CREATE AGENT ai_agent
USING
model = 'conversational_model',
skills = ['text2sql_skill', 'kb_skill'];
Test the agent:
SELECT question, answer
FROM ai_agent
WHERE question = 'How many houses were sold in 2015?';
Optional: Deploy the Agent to Slack
CREATE DATABASE mindsdb_slack
WITH ENGINE = 'slack',
PARAMETERS = {
"token": "xoxb-xxx",
"app_token": "xapp-xxx"
};
CREATE CHATBOT ai_chatbot
USING
database = 'mindsdb_slack',
agent = 'ai_agent';
Your AI agent is now live on Slack and can be interacted with directly by your team.

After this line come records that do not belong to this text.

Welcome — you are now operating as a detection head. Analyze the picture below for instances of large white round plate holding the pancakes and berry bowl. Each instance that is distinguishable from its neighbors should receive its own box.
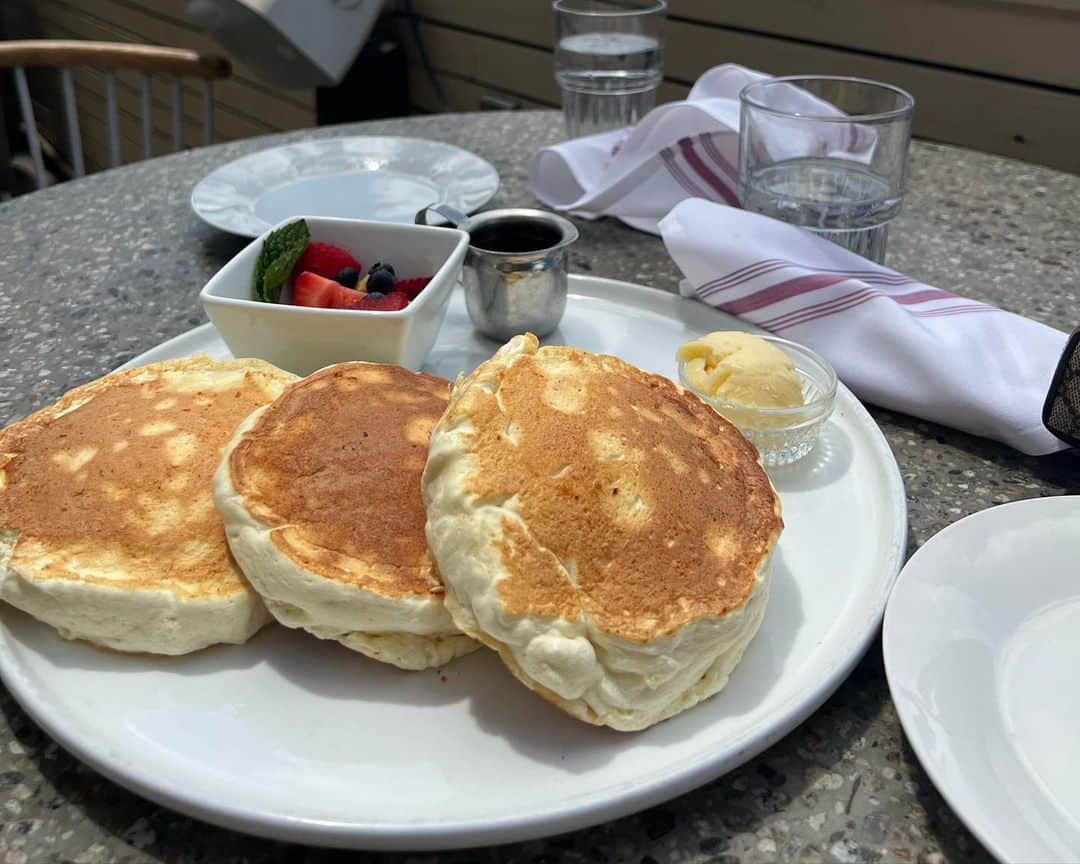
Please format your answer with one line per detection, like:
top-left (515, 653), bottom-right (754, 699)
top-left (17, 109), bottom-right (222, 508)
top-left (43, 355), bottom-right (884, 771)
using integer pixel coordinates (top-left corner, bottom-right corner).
top-left (0, 278), bottom-right (906, 849)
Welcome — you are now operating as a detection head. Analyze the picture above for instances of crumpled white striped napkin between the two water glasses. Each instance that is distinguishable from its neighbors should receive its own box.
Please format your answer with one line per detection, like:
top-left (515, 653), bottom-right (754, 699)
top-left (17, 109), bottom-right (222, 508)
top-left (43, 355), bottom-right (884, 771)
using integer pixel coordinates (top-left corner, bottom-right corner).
top-left (529, 64), bottom-right (875, 234)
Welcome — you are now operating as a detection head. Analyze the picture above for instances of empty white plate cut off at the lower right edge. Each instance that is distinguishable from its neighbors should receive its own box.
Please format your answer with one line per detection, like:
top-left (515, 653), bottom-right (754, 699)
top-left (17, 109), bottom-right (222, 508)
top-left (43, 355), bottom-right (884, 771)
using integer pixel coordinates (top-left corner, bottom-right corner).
top-left (885, 497), bottom-right (1080, 864)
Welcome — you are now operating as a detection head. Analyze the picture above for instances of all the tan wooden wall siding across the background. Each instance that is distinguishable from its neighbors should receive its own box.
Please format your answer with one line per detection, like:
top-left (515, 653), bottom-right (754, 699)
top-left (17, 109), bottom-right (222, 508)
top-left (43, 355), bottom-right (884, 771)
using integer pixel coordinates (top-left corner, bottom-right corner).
top-left (0, 0), bottom-right (1080, 172)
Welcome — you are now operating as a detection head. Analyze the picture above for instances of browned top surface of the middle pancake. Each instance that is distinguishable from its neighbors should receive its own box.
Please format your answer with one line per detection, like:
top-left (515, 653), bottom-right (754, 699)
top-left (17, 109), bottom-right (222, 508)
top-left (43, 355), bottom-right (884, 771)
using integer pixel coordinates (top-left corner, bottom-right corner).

Automating Knowledge Base Updates
To refresh your knowledge base regularly:
CREATE JOB update_kb_hourly AS (
INSERT INTO my_knowledge_base (
SELECT * FROM data_source WHERE id > LAST
)
) EVERY hour;
Example Questions You Can Ask
- "How many houses were sold in California in 2012?"
- "Summarize the key insights from the PDF report."
- "What is the average price of houses sold per state in 2015?"
Use Cases
- Internal AI assistants for querying data systems
- Customer support bots with product manuals in PDF format
- AI dashboards for real-time analytics and summaries
- Slack bots that act as knowledge agents for your team
SEO Keywords (Technical)
- Build AI agent with MindsDB
- Natural language to SQL chatbot
- LangChain agent integration
- RAG PDF chatbot with SQL
- PostgreSQL GPT chatbot
- Hugging Face Embeddings MindsDB
- MindsDB Slack integration
- Enterprise LLM agent orchestration
Conclusion
By combining MindsDB with OpenAI or Hugging Face models, you can rapidly develop intelligent agents that understand both structured and unstructured data sources. With just a few SQL-like commands, we’ve created an end-to-end AI workflow that can be deployed across business-critical applications.
For enterprise use cases, this stack scales well for document understanding, sales analytics, research summarization, and beyond.